Most importantly, can’t trust who this secret is forcing me to become. I trudge along the path to my high school admin block – thanks, Nan, for ruining my life with therapy.
‘Kooky Kirra,’ a classmate sniggers from behind. I stick to my usual plan: keep my head down and motor away. ‘Kook Kirra has no –’
‘She can’t be a kook,’ a male voice interrupts. ‘You seen her surf? She rips.’
I’m tempted to check who’s sticking up for me but then he adds, ‘Cracked Kirra works better – ’specially if she needs weekly therapy. My brother doesn’t go that much and he’s suicidal.’
‘Shut up, Shawn,’ the first voice says. ‘Suicide’s not funny. And you can’t surf for –’
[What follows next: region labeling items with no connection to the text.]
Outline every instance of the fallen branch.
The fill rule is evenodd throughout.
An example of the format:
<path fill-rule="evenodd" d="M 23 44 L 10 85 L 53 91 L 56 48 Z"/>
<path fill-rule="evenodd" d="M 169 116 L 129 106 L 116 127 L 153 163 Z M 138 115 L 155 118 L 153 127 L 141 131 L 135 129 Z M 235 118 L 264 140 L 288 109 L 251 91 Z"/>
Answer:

‘Cursed Kirraahhh,’ booms down the path, and my foot Falcon hits the accelerator. Don’t want to cop another insult from the school’s loudmouth. Wish Mel hadn’t chucked a sickie; she would’ve given them a mouthful, spiced with a few F-bombs. My heartbeat increases with my pace, but Loudmouth’s words bail me up.
‘Whatever she touches is cursed. Her mum: dead. Brother: dead. And her father works in the mines to get away from her. Watch out, Granny, you’re the last one left.’
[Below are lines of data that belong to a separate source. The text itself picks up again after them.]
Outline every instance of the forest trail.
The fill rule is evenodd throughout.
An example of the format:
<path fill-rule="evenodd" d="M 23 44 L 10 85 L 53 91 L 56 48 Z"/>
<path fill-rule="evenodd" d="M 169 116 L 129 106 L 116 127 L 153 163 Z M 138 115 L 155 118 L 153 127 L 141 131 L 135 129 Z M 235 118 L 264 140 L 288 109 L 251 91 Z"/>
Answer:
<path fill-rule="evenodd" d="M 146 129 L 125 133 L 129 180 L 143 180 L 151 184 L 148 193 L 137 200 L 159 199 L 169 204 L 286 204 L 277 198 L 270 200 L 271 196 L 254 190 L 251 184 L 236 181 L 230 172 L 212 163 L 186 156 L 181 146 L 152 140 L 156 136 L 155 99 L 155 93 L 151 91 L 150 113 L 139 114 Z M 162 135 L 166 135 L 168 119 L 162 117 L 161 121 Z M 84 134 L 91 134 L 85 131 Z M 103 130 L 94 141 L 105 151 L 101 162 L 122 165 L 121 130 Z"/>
Loudmouth used to be my friend. Used to live across the street. Used to be puppy-eyed shy. I swing open the office door and launch inside, hoping to avoid her Rottweiler aggression. A waft of air-con collides with the clinging heat and cools the beads of sweat on my skin.
Squinting to stop the fake breeze from plastering my contacts to my eyeballs, I kinda freeze. The door shuts. I’m too late. Their insults flood in.
‘Cursed Kirra will get you killed!’
‘Careful,’ the kook-caller says, ‘she might put a blackfella curse on you.’
Loudmouth roars with laughter, ‘Nah, her granny was fostered by whites. I’d know more about her culture than she does.’
And I gulp back two hundred years of genocide and White Australia policy and Stolen Generations and every town’s segregation line marked by ‘Boundary Street’ and government law banning us from speaking language and practising culture, and a slippery, hollow truth that she’s probably right about Nan.
‘Truth!’ they snarl as if they’re mind readers, and a slap-slap-slap repeats as Loudmouth, no doubt, hi-fives her siccable bitch-pack. Their carry-on rings through the admin courtyard, then seeps under the office door. When their taunting ends, it somehow still haunts me.
The school administrator, with a phone pressed to her ear, swishes her hand for me to take a seat. I slouch into one in the corner away from the goldfish-bowl windows.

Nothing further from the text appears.